O que está em questão não é a liberdade de expressão, mas o respeito às leis brasileiras – Por Míriam Leitão*

 

O ministro Alexandre de Moraes levou para o julgamento virtual da primeira turma do Supremo Tribunal Federal (STF) a suspensão da operação do X (antigo Twitter) no Brasil. O ministro Flávio Dino já o acompanhou, faltam mais três votos, mas a perspectiva é que Moraes seja acompanhado por todos. É preciso entender que o que está em discussão não é liberdade de expressão no Brasil.

O Brasil é uma democracia e há liberdade de expressão. O que está em jogo, primeiro, é o respeito à lei empresarial brasileira, que diz que só pode atuar no país quem tiver representante legal por todas as necessidades de diálogo com o governo, com as instituições e a sociedade. Esse é o primeiro ponto, há ilegalidade na atuação do empresário Elon Musk. Quando retira todos os representantes legais da empresa do país, Musk afronta uma lei brasileira que, diga-se de passagem, sempre funcionou. Não pode não ter uma empresa que faz negócios no Brasil, vende serviços a brasileiros, opera no mercado, mas não tem representante legal no país.

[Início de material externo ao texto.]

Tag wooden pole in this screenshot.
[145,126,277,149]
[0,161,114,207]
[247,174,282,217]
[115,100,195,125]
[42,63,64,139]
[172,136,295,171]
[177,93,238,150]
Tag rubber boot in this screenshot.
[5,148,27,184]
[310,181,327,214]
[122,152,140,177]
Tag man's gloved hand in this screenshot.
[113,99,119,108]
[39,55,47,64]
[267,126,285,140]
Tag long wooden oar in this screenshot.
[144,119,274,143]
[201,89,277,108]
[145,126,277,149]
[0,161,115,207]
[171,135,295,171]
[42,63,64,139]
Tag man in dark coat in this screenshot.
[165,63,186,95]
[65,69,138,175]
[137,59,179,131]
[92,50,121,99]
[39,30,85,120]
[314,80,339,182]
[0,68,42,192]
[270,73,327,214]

O segundo ponto é que Elon Musk está querendo estressar esse assunto, transformá-lo em um debate por liberdade de expressão, quando trata-se de uma batalha global para organizar a atuação das redes sociais, do mundo virtual, com as mesmas leis que regem o mundo físico. Não por acaso, a suspensão do Twitter (ou X) pela Corte brasileira ganhou atenção no mundo inteiro. O jornal New York Times, ao tratar do assunto na sua edição impressa, destaca que esse era o segundo grande conflito em uma semana entre governos e redes sociais. O jornal americano relacionou o caso brasileiro à prisão do fundador e CEO do Telegram, Pavel Durov, anunciada pelas autoridades francesas, o que mostra que esta não é uma questão brasileira, o mundo inteiro está vivendo esse conflito.

No Brasil, o Congresso Nacional, ao não aprovar a regulamentação das redes sociais, agrava essa situação e deixa o país desprotegido. O projeto foi engavetado pelo presidente da Câmara dos Deputados, Arthur Lira, que, depois de estar tudo pronto, tramitado, criou uma comissão para rediscutir o regramento e, desde então, não se tem mais notícia da regulamentação. Quando Lira faz isso, deixa o Brasil desguarnecido numa guerra que é fundamental para que a lei prevaleça. O conjunto das leis do Brasil está sendo desrespeitado por plataformas que não querem seguir, por exemplo, a ordem de um ministro do Supremo. Não se descumpre ordem judicial, isso é um princípio internacional.

Há 20 milhões de brasileiros que usam o X, alguns estão buscando alternativas, outras plataformas, mas o fato é que há quem goste desse ambiente de troca de opiniões, ainda que seja uma rede há muito tempo sem moderação, onde há muito desrespeito à lei. Mas o fato é que, cumprida a ordem judicial, a rede social será reativada. Numa democracia, a lei precisa prevalecer. É fundamental a apreciação da decisão do ministro Alexandre de Moraes pelo colegiado da 1ª Turma do STF, porque essa não pode ser uma batalha de Moraes contra Musk, mas do Supremo contra uma plataforma que não quer respeitar os limites legais do país.

*Miriam Leitão é jornalista e escreve para o Jornal O Globo.